Abstract

Abstract The field of sociolinguistics recently witnessed an upsurge of studies that investigate the way and period in which children acquire the social meaning of language, and that scrutinize the role of input for that acquisition. Language variation is at the same time increasingly studied in fictional genres, which have long been ignored because of the sociolinguistic emphasis on ‘authentic’ language use. Both areas are brought together in this study, which looks into children’s exposure to language variation in Flemish child-directed media.
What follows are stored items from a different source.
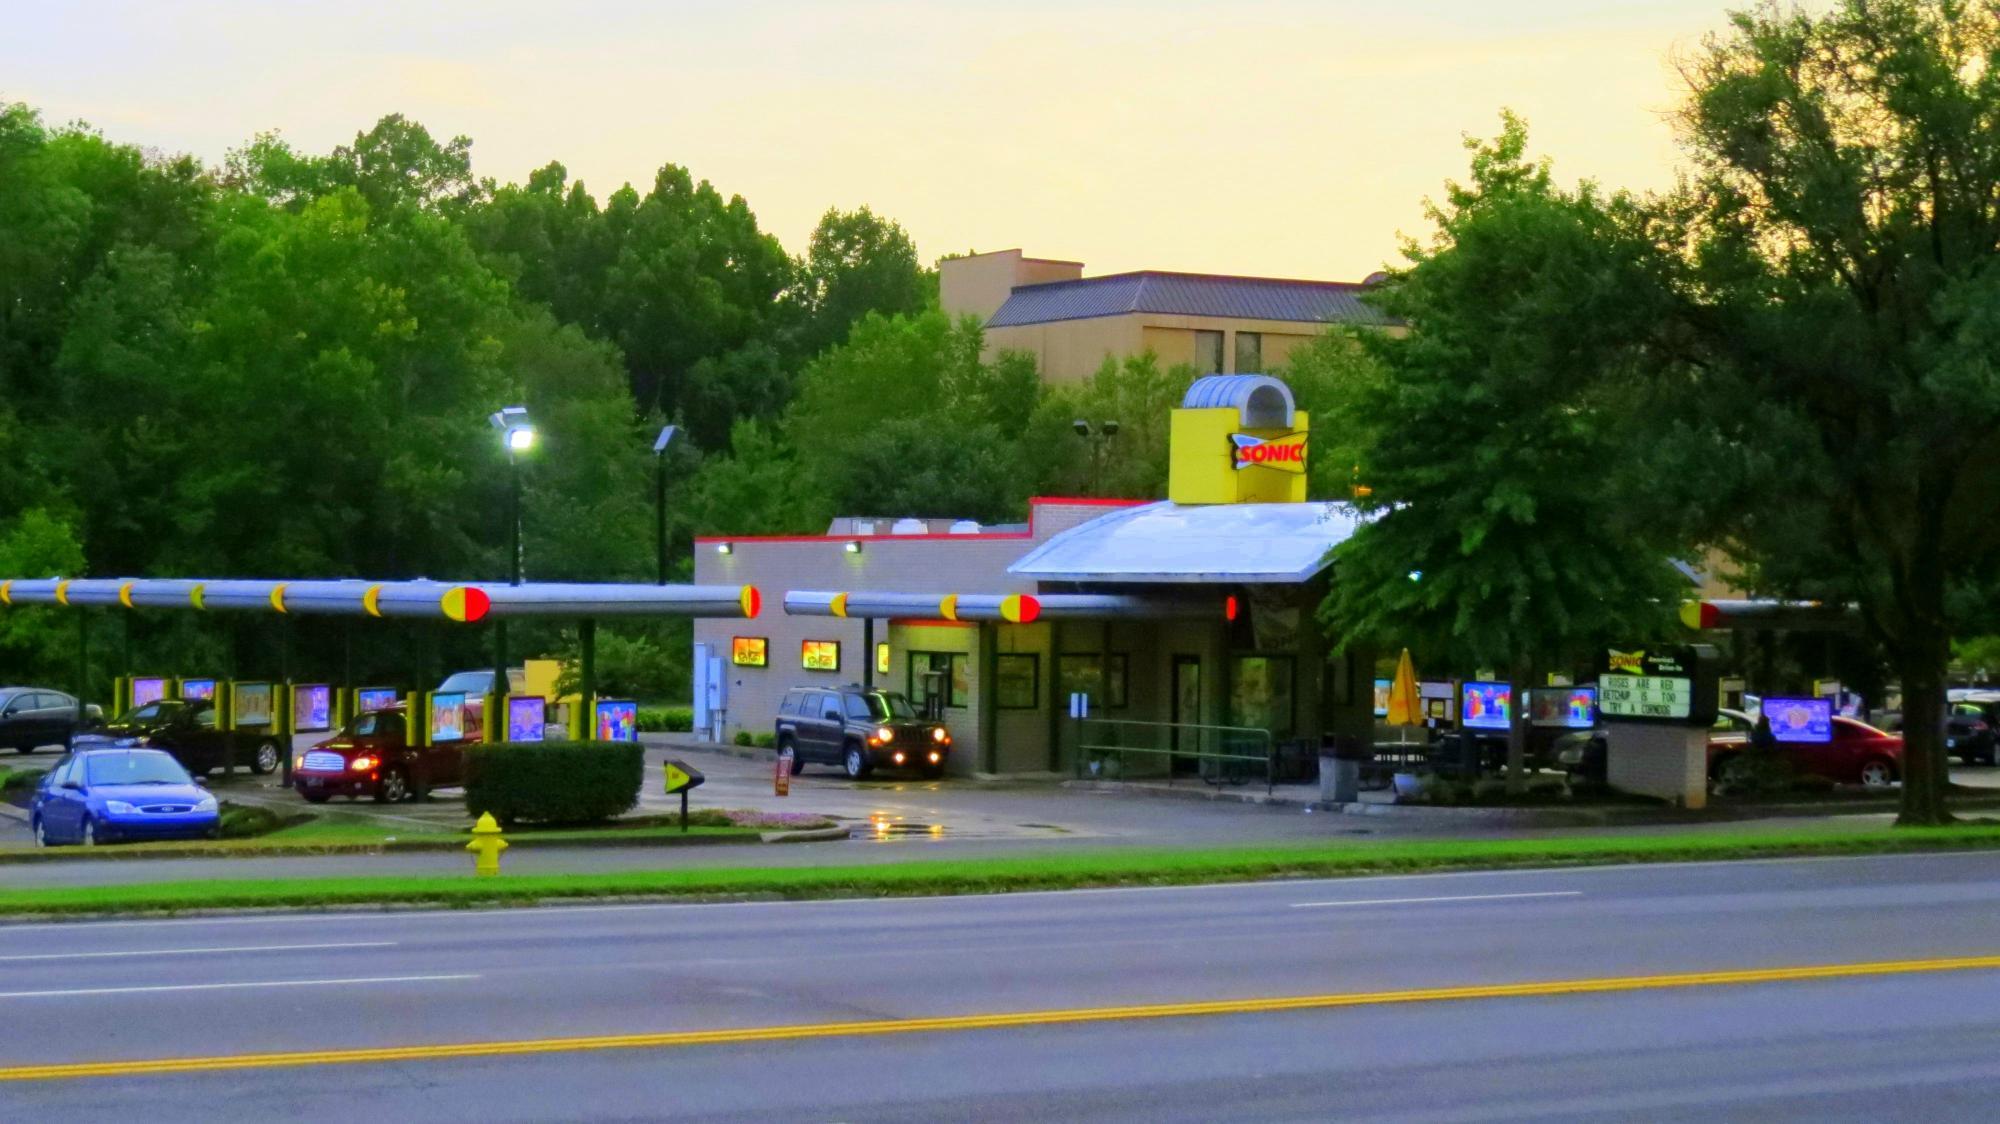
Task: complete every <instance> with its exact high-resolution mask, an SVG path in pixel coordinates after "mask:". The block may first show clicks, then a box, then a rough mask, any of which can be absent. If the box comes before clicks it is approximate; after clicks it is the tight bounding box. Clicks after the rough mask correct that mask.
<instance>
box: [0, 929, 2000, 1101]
mask: <svg viewBox="0 0 2000 1124" xmlns="http://www.w3.org/2000/svg"><path fill="white" fill-rule="evenodd" d="M1988 968H2000V956H1958V958H1948V960H1876V962H1866V964H1814V966H1802V968H1744V970H1724V972H1680V974H1670V976H1600V978H1586V980H1538V982H1526V984H1472V986H1462V988H1408V990H1394V992H1340V994H1326V996H1274V998H1252V1000H1210V1002H1180V1004H1144V1006H1098V1008H1068V1010H1022V1012H1012V1014H952V1016H938V1018H884V1020H870V1022H808V1024H792V1026H742V1028H722V1030H666V1032H656V1034H602V1036H584V1038H520V1040H512V1042H448V1044H432V1046H374V1048H356V1050H292V1052H282V1054H222V1056H212V1058H150V1060H132V1062H62V1064H50V1066H10V1068H0V1082H30V1080H74V1078H128V1076H148V1074H196V1072H218V1070H268V1068H286V1066H352V1064H360V1062H418V1060H436V1058H498V1056H510V1054H570V1052H582V1050H660V1048H674V1046H724V1044H740V1042H784V1040H798V1038H860V1036H874V1034H934V1032H946V1030H1002V1028H1016V1026H1062V1024H1078V1022H1124V1020H1140V1018H1202V1016H1218V1014H1268V1012H1286V1010H1330V1008H1344V1006H1384V1004H1418V1002H1444V1000H1494V998H1528V996H1576V994H1596V992H1648V990H1662V988H1718V986H1732V984H1776V982H1792V980H1850V978H1860V976H1908V974H1920V972H1970V970H1988Z"/></svg>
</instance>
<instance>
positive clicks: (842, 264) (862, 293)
mask: <svg viewBox="0 0 2000 1124" xmlns="http://www.w3.org/2000/svg"><path fill="white" fill-rule="evenodd" d="M934 288H936V284H934V282H932V280H930V278H928V276H926V270H924V266H922V264H918V260H916V242H912V240H910V236H908V234H906V232H904V230H902V226H900V224H896V222H892V220H886V218H878V216H876V214H874V212H872V210H868V208H866V206H864V208H860V210H838V208H830V210H828V212H826V214H824V216H820V224H818V226H816V228H814V230H812V242H810V244H808V246H806V260H804V262H800V268H798V304H800V306H802V312H804V322H802V324H800V328H798V340H796V348H794V350H796V354H798V356H804V358H812V356H816V354H820V352H822V350H826V348H828V346H832V344H838V342H842V340H846V338H848V328H852V326H854V324H856V322H858V320H860V318H862V316H866V314H870V312H880V314H882V316H896V314H914V312H922V310H924V308H926V306H930V304H932V296H934Z"/></svg>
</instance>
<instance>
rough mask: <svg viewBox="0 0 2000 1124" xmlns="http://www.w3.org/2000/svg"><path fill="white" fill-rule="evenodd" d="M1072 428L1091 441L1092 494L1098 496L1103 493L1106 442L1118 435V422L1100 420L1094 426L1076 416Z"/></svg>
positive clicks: (1090, 453)
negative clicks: (1098, 494) (1102, 489)
mask: <svg viewBox="0 0 2000 1124" xmlns="http://www.w3.org/2000/svg"><path fill="white" fill-rule="evenodd" d="M1070 428H1074V430H1076V436H1080V438H1084V440H1086V442H1090V494H1092V496H1098V494H1102V476H1104V444H1106V442H1110V440H1112V438H1114V436H1118V422H1098V424H1096V426H1092V424H1090V422H1086V420H1082V418H1076V420H1074V422H1070Z"/></svg>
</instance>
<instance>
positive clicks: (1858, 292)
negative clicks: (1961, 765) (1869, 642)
mask: <svg viewBox="0 0 2000 1124" xmlns="http://www.w3.org/2000/svg"><path fill="white" fill-rule="evenodd" d="M1996 58H2000V12H1996V10H1994V8H1992V6H1986V4H1968V2H1962V0H1842V2H1840V4H1834V6H1832V8H1830V10H1826V12H1822V14H1808V12H1794V10H1780V8H1776V6H1760V8H1756V10H1750V12H1740V14H1736V16H1734V18H1732V22H1730V28H1728V30H1726V32H1722V34H1716V36H1710V38H1708V40H1706V42H1704V46H1702V50H1700V52H1698V54H1696V56H1694V58H1692V60H1688V64H1686V76H1688V84H1690V100H1688V106H1686V110H1684V114H1682V130H1684V144H1686V148H1688V152H1690V156H1692V160H1694V176H1692V178H1690V180H1688V182H1686V186H1684V188H1682V190H1680V192H1676V194H1674V196H1672V198H1668V200H1664V204H1662V206H1660V214H1658V220H1656V236H1658V242H1660V246H1662V258H1664V260H1666V262H1668V264H1670V266H1672V274H1670V276H1672V282H1674V284H1676V292H1678V296H1680V300H1682V304H1684V306H1682V310H1680V314H1678V316H1674V318H1672V326H1674V334H1672V336H1670V338H1668V340H1664V342H1666V344H1670V346H1674V348H1676V350H1680V352H1682V354H1690V356H1692V358H1694V362H1692V364H1688V366H1686V368H1684V370H1678V372H1672V374H1674V376H1676V378H1678V388H1680V390H1682V396H1684V398H1686V400H1690V402H1692V404H1698V406H1708V410H1700V412H1698V422H1700V424H1704V426H1708V428H1710V430H1712V432H1716V434H1718V436H1722V438H1724V440H1730V442H1734V444H1738V446H1742V448H1752V450H1762V452H1764V456H1758V458H1754V460H1752V462H1750V472H1746V474H1744V478H1742V488H1740V492H1736V494H1734V496H1730V500H1732V502H1734V504H1740V510H1738V516H1740V518H1736V520H1734V524H1736V526H1734V532H1736V542H1738V546H1740V550H1742V554H1746V556H1748V558H1752V560H1754V562H1756V564H1758V580H1760V582H1762V584H1764V588H1768V590H1770V592H1776V594H1796V592H1806V590H1810V592H1820V594H1834V596H1840V598H1844V600H1852V602H1856V604H1858V606H1860V612H1862V622H1864V626H1866V630H1868V634H1870V636H1872V638H1874V640H1876V642H1880V644H1882V648H1884V650H1886V652H1888V656H1890V662H1892V664H1894V668H1896V672H1898V674H1900V678H1902V692H1904V712H1906V714H1912V716H1920V718H1918V720H1914V722H1910V724H1908V726H1906V734H1904V738H1906V748H1904V786H1902V816H1900V822H1906V824H1936V822H1944V820H1946V818H1948V814H1946V810H1944V788H1946V772H1944V768H1946V756H1944V748H1942V728H1940V724H1938V722H1936V720H1932V716H1938V714H1942V706H1944V676H1946V664H1948V660H1950V640H1952V634H1954V618H1952V610H1950V594H1952V590H1954V588H1958V586H1966V584H1974V582H1980V580H1986V578H1990V574H1992V572H1994V566H1996V562H2000V526H1996V524H1994V520H1992V496H1994V494H2000V456H1996V452H2000V440H1996V436H1994V434H1996V424H2000V366H1996V356H2000V268H1996V266H2000V68H1994V66H1992V60H1996ZM1650 344H1656V346H1658V344H1660V340H1650Z"/></svg>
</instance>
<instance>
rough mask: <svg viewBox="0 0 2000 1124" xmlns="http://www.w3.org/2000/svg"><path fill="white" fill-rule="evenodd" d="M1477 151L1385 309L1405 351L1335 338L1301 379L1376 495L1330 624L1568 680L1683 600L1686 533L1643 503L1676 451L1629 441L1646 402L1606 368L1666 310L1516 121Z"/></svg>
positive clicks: (1439, 656)
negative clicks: (1603, 644) (1646, 301)
mask: <svg viewBox="0 0 2000 1124" xmlns="http://www.w3.org/2000/svg"><path fill="white" fill-rule="evenodd" d="M1468 148H1470V150H1472V180H1470V182H1468V184H1462V186H1460V184H1452V186H1450V190H1448V194H1446V198H1444V200H1442V202H1438V204H1434V206H1432V208H1430V216H1432V222H1434V224H1436V234H1434V238H1432V242H1430V244H1428V246H1416V244H1412V246H1410V248H1408V256H1410V268H1408V270H1404V272H1400V274H1396V276H1394V278H1392V280H1390V282H1388V284H1384V286H1382V290H1380V292H1378V294H1376V300H1378V302H1380V306H1382V308H1384V310H1386V312H1390V314H1394V316H1398V318H1400V320H1402V322H1404V324H1406V326H1408V334H1406V336H1396V334H1380V332H1368V334H1358V336H1354V338H1352V340H1338V338H1336V340H1332V342H1328V344H1322V346H1320V348H1316V350H1312V352H1306V354H1304V356H1300V360H1298V362H1296V364H1294V366H1298V368H1302V372H1304V374H1306V378H1304V380H1302V384H1304V386H1306V390H1308V406H1320V410H1322V412H1320V414H1318V416H1316V418H1314V426H1312V428H1314V434H1322V432H1324V434H1328V436H1332V438H1334V440H1332V442H1326V444H1322V448H1320V460H1322V462H1326V464H1328V470H1330V472H1332V474H1334V478H1336V480H1338V476H1340V474H1342V472H1352V468H1350V466H1356V464H1358V466H1360V482H1364V484H1366V486H1368V488H1370V490H1372V492H1370V494H1366V496H1362V498H1360V506H1362V510H1364V512H1368V514H1370V518H1368V520H1366V522H1364V524H1362V526H1360V530H1358V532H1356V534H1354V538H1350V540H1348V542H1344V544H1342V546H1340V548H1338V550H1336V554H1334V558H1336V570H1334V576H1336V580H1334V586H1332V592H1330V596H1328V600H1326V606H1324V616H1326V620H1328V624H1332V626H1334V628H1336V632H1338V634H1340V636H1346V638H1372V640H1386V642H1394V640H1400V642H1410V644H1416V646H1420V650H1424V652H1430V654H1434V658H1452V660H1458V662H1466V664H1484V666H1504V668H1518V666H1520V664H1522V662H1528V664H1540V666H1566V664H1568V662H1570V660H1574V658H1576V656H1578V654H1580V650H1582V648H1584V646H1586V644H1592V642H1602V640H1606V638H1634V636H1644V634H1654V632H1660V630H1662V628H1664V626H1666V622H1668V620H1670V608H1672V606H1674V604H1678V596H1676V594H1680V592H1682V590H1680V588H1676V582H1678V584H1680V586H1684V584H1686V582H1684V580H1682V578H1678V574H1676V572H1674V568H1672V566H1668V562H1666V558H1668V554H1670V552H1672V550H1676V548H1678V546H1682V540H1680V536H1678V534H1676V532H1678V530H1680V526H1678V522H1676V520H1670V518H1666V516H1664V514H1662V512H1660V510H1656V508H1654V506H1652V504H1646V506H1640V504H1634V500H1632V494H1630V488H1628V486H1632V484H1644V482H1646V480H1650V478H1654V476H1658V472H1660V466H1656V464H1654V458H1656V454H1658V452H1662V446H1658V444H1632V440H1630V438H1632V432H1634V424H1636V418H1634V412H1642V406H1644V404H1642V402H1640V400H1638V398H1636V396H1634V394H1624V392H1618V386H1616V380H1618V372H1620V368H1622V366H1624V360H1622V358H1620V356H1618V354H1616V352H1614V350H1608V348H1616V346H1618V344H1620V342H1622V340H1624V338H1626V336H1624V334H1622V332H1618V324H1632V322H1638V320H1644V318H1648V316H1652V314H1654V310H1652V308H1648V304H1646V302H1644V300H1642V298H1636V296H1634V294H1644V292H1646V288H1642V286H1634V280H1636V278H1638V280H1642V274H1640V272H1638V270H1640V264H1642V262H1640V254H1636V252H1634V244H1632V240H1630V238H1628V236H1626V234H1624V228H1626V226H1628V224H1626V222H1622V220H1620V216H1618V214H1616V212H1618V210H1622V208H1626V206H1628V204H1626V202H1624V200H1604V198H1600V196H1598V192H1596V190H1594V188H1590V186H1582V188H1578V190H1574V192H1566V190H1560V188H1556V186H1554V184H1552V180H1550V172H1548V166H1546V164H1538V162H1530V160H1528V158H1526V154H1524V150H1526V130H1524V128H1522V124H1520V122H1518V120H1512V118H1510V120H1508V122H1506V130H1504V134H1502V136H1500V138H1498V140H1496V142H1492V144H1480V142H1472V144H1468ZM1558 324H1560V330H1556V326H1558ZM1600 332H1602V334H1600ZM1314 398H1318V400H1320V402H1314ZM1328 446H1330V448H1328ZM1328 454H1330V456H1328ZM1332 482H1334V480H1324V478H1322V486H1324V484H1332ZM1342 484H1352V480H1348V482H1342ZM1348 490H1350V488H1348V486H1342V488H1340V490H1338V492H1334V494H1340V492H1348Z"/></svg>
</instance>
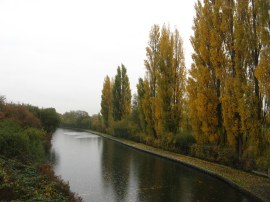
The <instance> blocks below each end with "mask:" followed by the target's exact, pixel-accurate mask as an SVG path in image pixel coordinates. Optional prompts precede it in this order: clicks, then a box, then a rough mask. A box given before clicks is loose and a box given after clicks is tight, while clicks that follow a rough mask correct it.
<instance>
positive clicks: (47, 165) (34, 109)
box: [0, 96, 80, 201]
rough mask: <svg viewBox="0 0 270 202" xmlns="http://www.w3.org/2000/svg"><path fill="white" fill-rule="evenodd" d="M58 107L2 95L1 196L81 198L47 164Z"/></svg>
mask: <svg viewBox="0 0 270 202" xmlns="http://www.w3.org/2000/svg"><path fill="white" fill-rule="evenodd" d="M58 123H59V117H58V114H57V113H56V111H55V109H53V108H48V109H39V108H38V107H33V106H29V105H20V104H12V103H6V102H5V98H4V97H3V96H0V200H1V201H11V200H16V201H80V198H78V197H76V196H75V195H74V194H73V193H71V192H70V191H69V186H68V185H67V184H66V183H64V182H63V181H61V180H60V179H59V178H57V177H56V176H55V175H54V173H53V171H52V169H51V166H50V165H46V164H44V163H46V161H47V156H48V150H49V147H50V139H51V134H52V132H54V130H55V129H56V127H57V126H58Z"/></svg>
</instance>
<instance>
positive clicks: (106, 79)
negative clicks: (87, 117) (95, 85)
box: [101, 76, 112, 128]
mask: <svg viewBox="0 0 270 202" xmlns="http://www.w3.org/2000/svg"><path fill="white" fill-rule="evenodd" d="M101 115H102V118H103V121H104V124H105V127H106V128H108V127H109V126H110V124H111V120H112V84H111V81H110V78H109V76H106V77H105V80H104V83H103V89H102V95H101Z"/></svg>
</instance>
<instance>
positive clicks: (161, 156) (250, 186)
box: [88, 130, 270, 201]
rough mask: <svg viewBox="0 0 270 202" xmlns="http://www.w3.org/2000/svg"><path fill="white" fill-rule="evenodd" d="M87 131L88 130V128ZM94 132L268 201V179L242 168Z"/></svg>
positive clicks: (100, 133)
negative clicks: (238, 167) (234, 168)
mask: <svg viewBox="0 0 270 202" xmlns="http://www.w3.org/2000/svg"><path fill="white" fill-rule="evenodd" d="M88 131H89V130H88ZM89 132H92V133H94V134H97V135H100V136H103V137H105V138H109V139H111V140H114V141H117V142H120V143H122V144H125V145H127V146H130V147H132V148H135V149H139V150H142V151H145V152H148V153H152V154H155V155H158V156H161V157H164V158H167V159H170V160H174V161H177V162H181V163H183V164H185V165H187V166H190V167H193V168H196V169H199V170H201V171H203V172H205V173H208V174H211V175H213V176H215V177H217V178H220V179H222V180H224V181H225V182H227V183H229V184H230V185H232V186H233V187H235V188H237V189H239V190H240V191H242V192H244V193H247V194H249V195H251V196H253V197H254V198H257V199H260V200H262V201H270V194H269V192H270V179H268V178H265V177H261V176H257V175H255V174H252V173H248V172H245V171H242V170H237V169H233V168H230V167H227V166H223V165H220V164H216V163H211V162H208V161H204V160H200V159H197V158H193V157H189V156H185V155H181V154H176V153H173V152H168V151H164V150H162V149H158V148H154V147H151V146H147V145H145V144H142V143H137V142H133V141H130V140H126V139H122V138H117V137H113V136H110V135H106V134H103V133H99V132H94V131H89Z"/></svg>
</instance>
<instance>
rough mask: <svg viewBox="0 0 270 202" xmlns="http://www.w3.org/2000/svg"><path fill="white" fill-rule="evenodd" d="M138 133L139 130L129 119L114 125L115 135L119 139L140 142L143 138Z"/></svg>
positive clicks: (114, 132) (113, 134)
mask: <svg viewBox="0 0 270 202" xmlns="http://www.w3.org/2000/svg"><path fill="white" fill-rule="evenodd" d="M138 132H139V129H138V127H137V125H136V124H134V123H133V122H131V121H129V120H128V119H122V120H120V121H117V122H115V123H114V124H113V135H115V136H117V137H121V138H127V139H131V140H134V141H139V140H140V139H141V138H140V136H139V135H138Z"/></svg>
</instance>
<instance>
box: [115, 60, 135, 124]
mask: <svg viewBox="0 0 270 202" xmlns="http://www.w3.org/2000/svg"><path fill="white" fill-rule="evenodd" d="M112 98H113V99H112V106H113V107H112V108H113V113H112V114H113V118H114V120H115V121H119V120H121V119H122V118H125V117H126V116H127V115H129V114H130V112H131V90H130V83H129V78H128V75H127V69H126V67H125V66H124V65H123V64H122V65H121V67H120V66H118V68H117V74H116V76H115V80H114V85H113V89H112Z"/></svg>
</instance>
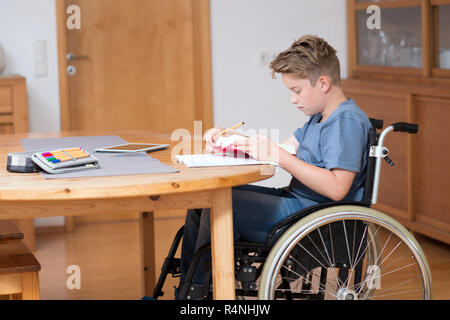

Through a corpus analysis of the language use and the social characteristics of 260 characters from 12 audio plays for children, we address three research questions: (RQ1) how diverse is the language repertoire to which children are exposed in Flemish audio plays?; (RQ2) how can we categorize the language use of the characters in the audio plays while taking into account the diaglossic continuum of varieties in the Flemish linguistic landscape?; (RQ3) which social characteristics are indexed by the varieties in the audio plays? The results show that (i) the Flemish diaglossic language repertoire is reflected in the classification of the language use of the characters; (ii) Colloquial Belgian Dutch and the Belgian Dutch standard language serve as reference varieties in the corpus; (iii) the Belgian Dutch standard language is most typically associated with prestige, whereas West-Flemish and French have a notably more diverse social meaning potential.